Er übernahm RB Leipzig nach einer Schrott-Saison und kündigte direkt die Rückkehr nach Europa an. „Wir wollen uns wieder für das internationale Geschäft qualifizieren“, betonte Ole Werner (37) bei seiner Vorstellung als neuer Trainer im Juli 2025.

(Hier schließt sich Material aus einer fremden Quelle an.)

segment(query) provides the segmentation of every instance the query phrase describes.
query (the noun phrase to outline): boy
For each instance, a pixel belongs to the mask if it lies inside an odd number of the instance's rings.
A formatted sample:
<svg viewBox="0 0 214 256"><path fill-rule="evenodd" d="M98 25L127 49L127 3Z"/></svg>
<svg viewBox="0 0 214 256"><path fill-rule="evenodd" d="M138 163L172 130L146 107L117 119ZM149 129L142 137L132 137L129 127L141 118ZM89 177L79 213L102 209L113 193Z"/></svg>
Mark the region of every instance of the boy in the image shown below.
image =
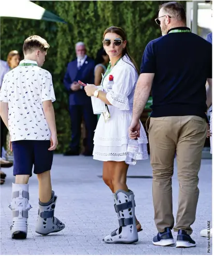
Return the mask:
<svg viewBox="0 0 214 256"><path fill-rule="evenodd" d="M52 191L50 169L53 150L58 145L54 111L55 100L51 75L41 68L49 45L38 36L24 42L24 60L4 77L0 92L1 116L10 134L13 151L12 183L12 238L25 239L27 233L28 181L34 173L39 183L39 210L36 232L41 235L61 231L65 225L54 216L57 196Z"/></svg>

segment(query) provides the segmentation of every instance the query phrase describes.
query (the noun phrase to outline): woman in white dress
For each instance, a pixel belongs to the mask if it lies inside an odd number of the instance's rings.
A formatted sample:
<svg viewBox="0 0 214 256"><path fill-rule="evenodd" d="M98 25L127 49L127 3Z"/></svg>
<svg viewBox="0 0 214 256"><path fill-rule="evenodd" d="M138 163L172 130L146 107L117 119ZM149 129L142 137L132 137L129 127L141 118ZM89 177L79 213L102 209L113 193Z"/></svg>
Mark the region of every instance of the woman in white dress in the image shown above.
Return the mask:
<svg viewBox="0 0 214 256"><path fill-rule="evenodd" d="M87 84L84 88L88 96L98 97L107 106L97 123L93 152L94 159L103 161L103 179L113 193L119 222L119 228L103 239L107 243L135 243L138 239L137 232L142 230L135 216L134 193L126 185L129 165L125 160L129 139L128 128L138 77L126 42L122 29L111 26L106 30L103 43L110 61L101 83L103 91L94 84ZM113 78L111 89L106 88L109 75ZM142 124L138 143L137 160L147 159L148 140Z"/></svg>

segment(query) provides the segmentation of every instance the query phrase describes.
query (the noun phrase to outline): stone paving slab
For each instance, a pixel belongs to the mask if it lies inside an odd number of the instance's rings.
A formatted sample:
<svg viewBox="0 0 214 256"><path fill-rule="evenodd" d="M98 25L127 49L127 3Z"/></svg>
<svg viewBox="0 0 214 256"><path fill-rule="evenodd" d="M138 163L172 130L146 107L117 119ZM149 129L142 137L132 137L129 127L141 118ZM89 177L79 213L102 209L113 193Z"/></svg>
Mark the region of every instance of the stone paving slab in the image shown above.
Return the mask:
<svg viewBox="0 0 214 256"><path fill-rule="evenodd" d="M91 157L63 157L55 154L52 170L52 188L58 196L55 216L66 225L61 232L42 236L35 232L38 211L38 182L35 175L30 180L30 203L26 239L11 239L9 229L11 212L12 167L3 169L7 174L1 187L1 254L3 255L202 255L207 254L208 240L199 232L211 220L211 160L203 160L199 174L200 195L196 219L192 225L195 248L176 248L153 246L152 239L157 231L153 221L152 170L149 160L138 161L132 166L127 184L135 194L136 214L143 231L133 245L108 245L103 238L118 226L111 193L103 182L102 163ZM99 176L99 177L98 177ZM140 178L146 176L147 178ZM176 164L173 178L173 211L176 216L179 185ZM176 234L173 232L174 239ZM210 253L209 253L210 254Z"/></svg>

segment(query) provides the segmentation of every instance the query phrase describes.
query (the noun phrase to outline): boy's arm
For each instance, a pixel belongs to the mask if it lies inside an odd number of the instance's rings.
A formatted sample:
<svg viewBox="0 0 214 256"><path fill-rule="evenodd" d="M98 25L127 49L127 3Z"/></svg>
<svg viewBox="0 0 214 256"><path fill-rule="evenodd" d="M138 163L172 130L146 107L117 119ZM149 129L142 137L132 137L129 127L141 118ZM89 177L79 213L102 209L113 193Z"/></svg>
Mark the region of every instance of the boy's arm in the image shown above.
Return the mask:
<svg viewBox="0 0 214 256"><path fill-rule="evenodd" d="M0 102L0 116L9 130L8 127L8 103Z"/></svg>
<svg viewBox="0 0 214 256"><path fill-rule="evenodd" d="M42 106L45 117L51 134L51 147L49 149L49 150L54 150L58 145L56 123L55 121L54 109L53 109L51 100L42 102Z"/></svg>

Eine Ansage, die damals wenig überraschend kam. Dass sie nach dem XXL-Umbruch im Sommer allerdings so schnell in die Tat umgesetzt werden könnte, ahnten wenige. Gewinnt Leipzig am Samstag (15.30 Uhr) gegen Gladbach und Verfolger Frankfurt zeitgleich nicht gegen Wolfsburg, wäre das erste Werner-Ziel bereits fix. RB hätte zumindest schon die Conference League sicher.

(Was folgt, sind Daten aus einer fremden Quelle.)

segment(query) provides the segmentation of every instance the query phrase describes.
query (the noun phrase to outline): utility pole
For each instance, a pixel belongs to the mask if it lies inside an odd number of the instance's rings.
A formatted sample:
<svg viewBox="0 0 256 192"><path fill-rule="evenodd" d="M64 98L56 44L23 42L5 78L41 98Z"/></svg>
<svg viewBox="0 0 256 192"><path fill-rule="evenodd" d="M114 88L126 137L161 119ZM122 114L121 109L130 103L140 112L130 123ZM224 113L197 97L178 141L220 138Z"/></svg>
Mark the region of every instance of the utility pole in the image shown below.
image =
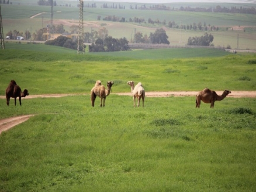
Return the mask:
<svg viewBox="0 0 256 192"><path fill-rule="evenodd" d="M77 37L77 54L80 53L82 50L82 54L84 53L84 1L79 1L79 24L78 24L78 35Z"/></svg>
<svg viewBox="0 0 256 192"><path fill-rule="evenodd" d="M51 24L50 24L50 34L49 37L49 40L53 39L53 0L51 1Z"/></svg>
<svg viewBox="0 0 256 192"><path fill-rule="evenodd" d="M0 5L0 39L1 49L5 49L5 37L4 37L3 22L2 21L1 6Z"/></svg>
<svg viewBox="0 0 256 192"><path fill-rule="evenodd" d="M134 28L134 42L136 42L136 28Z"/></svg>
<svg viewBox="0 0 256 192"><path fill-rule="evenodd" d="M181 42L181 40L179 41L179 42Z"/></svg>

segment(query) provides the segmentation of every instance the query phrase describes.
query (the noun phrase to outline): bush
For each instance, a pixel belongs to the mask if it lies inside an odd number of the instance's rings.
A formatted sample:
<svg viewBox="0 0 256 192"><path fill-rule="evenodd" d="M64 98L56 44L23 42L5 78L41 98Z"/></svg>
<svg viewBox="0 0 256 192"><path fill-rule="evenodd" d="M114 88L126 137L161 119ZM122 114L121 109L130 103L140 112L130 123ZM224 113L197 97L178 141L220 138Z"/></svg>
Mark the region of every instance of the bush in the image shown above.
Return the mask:
<svg viewBox="0 0 256 192"><path fill-rule="evenodd" d="M230 109L229 113L234 114L252 114L252 111L250 108L236 108Z"/></svg>
<svg viewBox="0 0 256 192"><path fill-rule="evenodd" d="M247 64L249 65L256 64L256 60L249 60L248 61L247 61Z"/></svg>
<svg viewBox="0 0 256 192"><path fill-rule="evenodd" d="M238 79L238 80L240 81L250 81L251 78L247 76L243 76Z"/></svg>

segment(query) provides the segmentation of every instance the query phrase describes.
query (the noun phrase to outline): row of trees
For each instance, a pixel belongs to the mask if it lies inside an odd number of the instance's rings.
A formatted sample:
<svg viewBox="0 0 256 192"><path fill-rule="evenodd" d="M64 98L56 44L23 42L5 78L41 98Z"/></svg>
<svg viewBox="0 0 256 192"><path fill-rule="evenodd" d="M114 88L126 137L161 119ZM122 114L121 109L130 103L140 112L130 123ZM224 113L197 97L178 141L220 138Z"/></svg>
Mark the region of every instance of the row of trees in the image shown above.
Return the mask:
<svg viewBox="0 0 256 192"><path fill-rule="evenodd" d="M98 16L97 20L101 20L101 16ZM116 17L116 16L107 16L103 18L103 20L105 21L112 21L114 22L127 22L125 20L125 18ZM129 18L129 22L134 22L134 23L146 23L145 19L143 18L139 18L137 17L134 17L133 19ZM167 25L167 22L165 20L164 20L163 22L161 22L158 19L157 19L155 20L152 20L151 18L149 18L147 20L148 23L150 23L152 24L163 24ZM199 22L198 23L193 23L193 24L180 24L175 23L174 21L169 22L167 24L167 26L169 28L174 29L181 29L187 30L200 30L200 31L218 31L219 30L219 27L216 27L215 26L211 26L210 24L208 25L206 24L206 22L204 22L203 24L202 22Z"/></svg>
<svg viewBox="0 0 256 192"><path fill-rule="evenodd" d="M189 37L188 40L188 45L197 46L214 46L212 43L213 41L213 36L212 34L208 34L205 33L201 37Z"/></svg>
<svg viewBox="0 0 256 192"><path fill-rule="evenodd" d="M77 41L73 40L65 36L59 36L53 40L48 40L44 42L46 45L63 47L70 49L77 49ZM85 48L85 45L84 45Z"/></svg>
<svg viewBox="0 0 256 192"><path fill-rule="evenodd" d="M107 37L105 39L99 38L91 45L89 45L89 52L120 51L129 49L126 38L117 39L111 36Z"/></svg>
<svg viewBox="0 0 256 192"><path fill-rule="evenodd" d="M2 1L2 0L0 0L0 4L12 4L12 2L10 2L10 1L9 1L9 0L6 0L6 1L5 1L5 0L3 0Z"/></svg>
<svg viewBox="0 0 256 192"><path fill-rule="evenodd" d="M53 0L39 0L37 1L38 5L51 6L53 3L53 6L57 6L56 1L54 1L54 2L53 2Z"/></svg>
<svg viewBox="0 0 256 192"><path fill-rule="evenodd" d="M142 33L137 32L134 35L133 42L137 43L150 43L150 44L169 44L168 40L169 37L166 34L165 30L161 29L157 29L155 33L150 33L148 37L146 34L143 36Z"/></svg>

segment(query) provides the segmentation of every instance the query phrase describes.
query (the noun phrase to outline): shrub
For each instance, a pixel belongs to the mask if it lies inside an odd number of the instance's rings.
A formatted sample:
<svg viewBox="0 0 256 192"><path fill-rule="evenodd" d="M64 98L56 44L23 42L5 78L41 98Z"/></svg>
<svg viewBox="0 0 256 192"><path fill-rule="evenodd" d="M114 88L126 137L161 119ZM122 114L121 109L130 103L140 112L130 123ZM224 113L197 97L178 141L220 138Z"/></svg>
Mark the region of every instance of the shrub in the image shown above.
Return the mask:
<svg viewBox="0 0 256 192"><path fill-rule="evenodd" d="M247 61L247 63L249 65L256 64L256 60L249 60Z"/></svg>
<svg viewBox="0 0 256 192"><path fill-rule="evenodd" d="M250 108L236 108L229 110L230 113L234 114L252 114L252 111Z"/></svg>
<svg viewBox="0 0 256 192"><path fill-rule="evenodd" d="M240 78L238 78L238 80L240 81L250 81L251 78L247 76L243 76Z"/></svg>

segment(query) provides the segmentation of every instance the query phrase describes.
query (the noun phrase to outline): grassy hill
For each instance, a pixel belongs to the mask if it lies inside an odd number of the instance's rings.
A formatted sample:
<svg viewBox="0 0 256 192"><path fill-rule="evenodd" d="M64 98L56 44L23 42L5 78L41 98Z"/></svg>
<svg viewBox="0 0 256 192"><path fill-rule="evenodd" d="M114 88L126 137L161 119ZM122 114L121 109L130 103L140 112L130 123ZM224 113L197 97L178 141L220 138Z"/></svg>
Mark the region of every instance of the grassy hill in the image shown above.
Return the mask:
<svg viewBox="0 0 256 192"><path fill-rule="evenodd" d="M49 24L51 16L49 6L37 6L34 3L29 3L25 0L19 2L19 5L13 3L13 5L2 4L1 5L4 34L15 29L20 31L29 29L33 33ZM67 7L64 5L54 8L54 24L63 24L66 31L70 31L70 27L71 25L78 24L79 19L78 2L68 1L63 2L63 3L68 3L68 5L71 3L71 6ZM186 5L184 4L184 6ZM126 8L127 6L129 4L127 5ZM44 13L30 19L31 16L43 12ZM233 48L255 49L256 17L254 15L179 11L161 11L161 14L159 14L160 12L159 10L141 10L128 8L102 9L100 5L96 8L85 8L84 31L98 31L104 27L108 29L109 35L114 38L126 37L130 41L133 38L135 30L136 32L143 33L143 35L149 35L150 33L154 33L156 29L163 27L169 37L168 40L171 45L182 45L187 42L189 37L201 36L206 31L170 29L167 25L162 24L148 24L148 19L150 18L153 20L158 19L161 22L165 20L166 23L174 21L179 25L189 25L194 23L197 24L199 22L203 24L205 22L207 26L210 24L212 26L219 27L219 31L207 31L213 35L213 42L215 46L226 47L229 45ZM133 19L134 17L143 18L146 22L120 23L103 20L103 18L109 15L123 17L128 21L130 18ZM98 16L101 16L101 20L97 20ZM13 26L16 29L14 29Z"/></svg>
<svg viewBox="0 0 256 192"><path fill-rule="evenodd" d="M0 99L0 119L34 115L0 134L1 191L254 191L255 98L227 97L213 109L196 109L195 97L146 97L144 108L134 108L132 97L115 93L130 92L132 80L146 92L255 90L255 54L172 49L121 56L6 47L0 50L0 95L12 79L27 97L84 94L22 98L22 106ZM105 108L98 97L92 107L84 94L98 79L114 81Z"/></svg>

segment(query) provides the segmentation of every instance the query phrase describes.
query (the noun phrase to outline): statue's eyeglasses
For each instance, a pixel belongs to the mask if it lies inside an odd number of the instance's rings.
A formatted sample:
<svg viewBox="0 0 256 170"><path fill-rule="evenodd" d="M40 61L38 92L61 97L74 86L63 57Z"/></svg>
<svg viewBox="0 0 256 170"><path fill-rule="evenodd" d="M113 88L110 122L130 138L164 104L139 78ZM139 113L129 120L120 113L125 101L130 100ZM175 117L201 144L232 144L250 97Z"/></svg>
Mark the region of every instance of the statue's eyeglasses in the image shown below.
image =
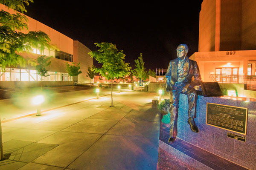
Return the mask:
<svg viewBox="0 0 256 170"><path fill-rule="evenodd" d="M177 50L177 52L183 52L184 51L184 49L181 48L180 49L176 49L176 50Z"/></svg>

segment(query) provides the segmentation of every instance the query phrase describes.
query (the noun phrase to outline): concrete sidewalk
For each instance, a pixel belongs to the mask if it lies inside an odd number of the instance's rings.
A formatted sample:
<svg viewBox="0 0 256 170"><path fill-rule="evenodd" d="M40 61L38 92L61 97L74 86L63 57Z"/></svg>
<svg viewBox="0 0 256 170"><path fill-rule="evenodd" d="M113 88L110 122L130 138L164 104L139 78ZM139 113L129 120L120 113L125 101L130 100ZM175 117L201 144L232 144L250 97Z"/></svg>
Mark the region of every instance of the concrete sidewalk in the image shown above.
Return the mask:
<svg viewBox="0 0 256 170"><path fill-rule="evenodd" d="M151 101L157 94L114 93L111 107L109 89L98 100L91 90L55 94L42 110L77 103L3 123L4 151L12 154L0 170L156 170L160 113ZM35 112L10 100L0 101L1 118Z"/></svg>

Doch der Leipzig-Trainer ist heiß auf mehr! „Je schneller wir das europäische Geschäft erreichen, umso eher ist die Chance da, auch die Champions League zu spielen“, betont Werner auf BILD-Nachfrage.
Und schiebt nach: „Wenn du auf Platz drei stehst und noch sechs Spiele hast, wirst du dich über Platz fünf am Ende nicht freuen, das ist klar.“
Champions League im Fokus
Für Werner und sein Team ist mittlerweile die Champions League das Ziel – und dafür ist ein Punktverlust auch gegen die Borussia verboten! „Es wird ein hartes Stück Arbeit, dazubleiben. Mit den Mannschaften, die dort kämpfen, wird es bis zum 34. Spieltag gehen.“
Gutes Omen: Gegen Gladbach hat Leipzig in seiner Klubgeschichte bei neun Duellen in der Red Bull Arena noch nie verloren (fünf Siege). Dass die Partie kein Spaziergang wird, hat aber allein das hart umkämpfte 0:0 in der Hinrunde gezeigt.
In der Hinrunde kamen Nicolas Seiwald (24) und RB Leipzig bei Rocco Reitz (21) und Gladbach nicht über ein 0:0 hinaus
Was dazu kommt: Bei den letzten drei Aufeinandertreffen gegen die Borussia blieben die Sachsen ohne eigenen Treffer. Werner betont deshalb: „Wir brauchen eine Topleistung. Gladbach ist eine Mannschaft, die nach wie vor in den Rückspiegel schaut, aber auch immer für einen Sieg infrage kommt.“
Nach seiner Adduktorenverletzung in Bremen (2:1) muss RB Leipzig dazu auf Innenverteidiger Castello Lukeba (23) verzichten. Ein herber Verlust, den wohl Nicolas Seiwald (24) auffangen wird. Der Ösi rückt aus dem Mittelfeld in die Abwehr. Seine Position dürfte Ezechiel Banzuzi (21) übernehmen.